Defendants admit that they were required by state law to adopt a minority hiring plan by 1991 and that their plan was not implemented until 1992. However, the Board's failure to implement a plan years before plaintiff applied for a position with District 203 does not establish a violation of plaintiff's § 1983 rights. In addition, the plan adopted by the Board in 1992, No. 4116, did not inform administrators that there was no reason to hire minorities, as discussed above. Plaintiff also cites statistics that support an inference of intentional discrimination. However, the only statistics the Board was aware of were through a study commissioned by the Board in an effort to comply with Illinois law. This study showed that the Board's hiring practices had not resulted in an under representation of minorities. The Board's reliance on building principals and other members of the schools to conduct interviews and recommend whom to hire does not constitute deliberate or reckless disregard of plaintiff's constitutional rights, nor did such conduct cause a constitutional deprivation of plaintiff's right at the direction of or with the Board's knowledge or consent. Lastly, plaintiff did not establish that individuals were hired by all-white hiring teams as discussed above or that any of the Board members knew of any discrimination. Defendants' Motion for Summary Judgment as to the § 1983 claims against individual board members is granted.
III. Section 1981 Claim
The same standards that governed liability under plaintiff's Title VII claim apply to her § 1981 claim. Gonzalez v. Ingersoll Milling Machine Co., 133 F.3d 1025, 1035 (7th Cir. 1998). As in her Title VII claim discussed above, plaintiff provides no direct evidence of discrimination; and she failed to present evidence contradicting the Board's nondiscriminatory reason for not hiring her. Defendants' Motion for Summary Judgment as to plaintiff's § 1981 claim is granted.

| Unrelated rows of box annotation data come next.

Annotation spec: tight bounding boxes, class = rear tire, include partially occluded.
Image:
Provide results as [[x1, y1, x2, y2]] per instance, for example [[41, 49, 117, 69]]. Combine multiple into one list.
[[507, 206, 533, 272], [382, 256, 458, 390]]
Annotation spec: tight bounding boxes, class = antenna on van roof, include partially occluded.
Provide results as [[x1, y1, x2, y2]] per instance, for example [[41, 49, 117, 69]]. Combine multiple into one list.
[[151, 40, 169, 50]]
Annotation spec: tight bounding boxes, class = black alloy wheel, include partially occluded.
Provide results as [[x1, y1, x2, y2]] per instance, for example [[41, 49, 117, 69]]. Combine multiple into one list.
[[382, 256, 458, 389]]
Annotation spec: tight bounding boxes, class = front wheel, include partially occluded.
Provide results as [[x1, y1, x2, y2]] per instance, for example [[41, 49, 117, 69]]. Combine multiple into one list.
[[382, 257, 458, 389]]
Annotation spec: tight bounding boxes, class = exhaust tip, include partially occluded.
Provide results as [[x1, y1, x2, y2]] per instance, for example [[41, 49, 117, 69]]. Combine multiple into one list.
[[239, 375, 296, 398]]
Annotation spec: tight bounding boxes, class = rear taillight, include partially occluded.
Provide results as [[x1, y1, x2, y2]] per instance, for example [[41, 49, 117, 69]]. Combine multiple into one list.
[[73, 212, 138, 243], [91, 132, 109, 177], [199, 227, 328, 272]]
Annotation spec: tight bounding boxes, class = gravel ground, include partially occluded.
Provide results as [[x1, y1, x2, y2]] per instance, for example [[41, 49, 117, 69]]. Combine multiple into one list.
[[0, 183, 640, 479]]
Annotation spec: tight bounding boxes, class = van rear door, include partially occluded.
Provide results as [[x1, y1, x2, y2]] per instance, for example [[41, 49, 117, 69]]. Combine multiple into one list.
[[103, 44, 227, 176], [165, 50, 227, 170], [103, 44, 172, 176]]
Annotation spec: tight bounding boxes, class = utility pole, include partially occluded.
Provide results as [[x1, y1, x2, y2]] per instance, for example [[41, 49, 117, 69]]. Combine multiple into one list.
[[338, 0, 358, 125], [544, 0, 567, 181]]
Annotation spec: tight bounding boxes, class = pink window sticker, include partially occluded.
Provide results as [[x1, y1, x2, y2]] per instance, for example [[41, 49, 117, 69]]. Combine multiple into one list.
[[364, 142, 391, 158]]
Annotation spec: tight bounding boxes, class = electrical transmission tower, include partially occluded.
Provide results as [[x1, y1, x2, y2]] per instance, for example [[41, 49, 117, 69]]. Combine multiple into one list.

IV. Fourteenth Amendment Claim
No direct cause of action under the Fourteenth Amendment exists. A litigant must proceed under § 1983. Baxter v. Vigo City School Corp., 26 F.3d 728, 732 n. 3 (7th Cir. 1994). Accordingly, defendants' Motion for Summary Judgment as to plaintiff's Fourteenth Amendment claim is granted.
Defendants' Motion for Summary Judgment is granted on all claims, and plaintiff's Motion for Summary Judgment is denied.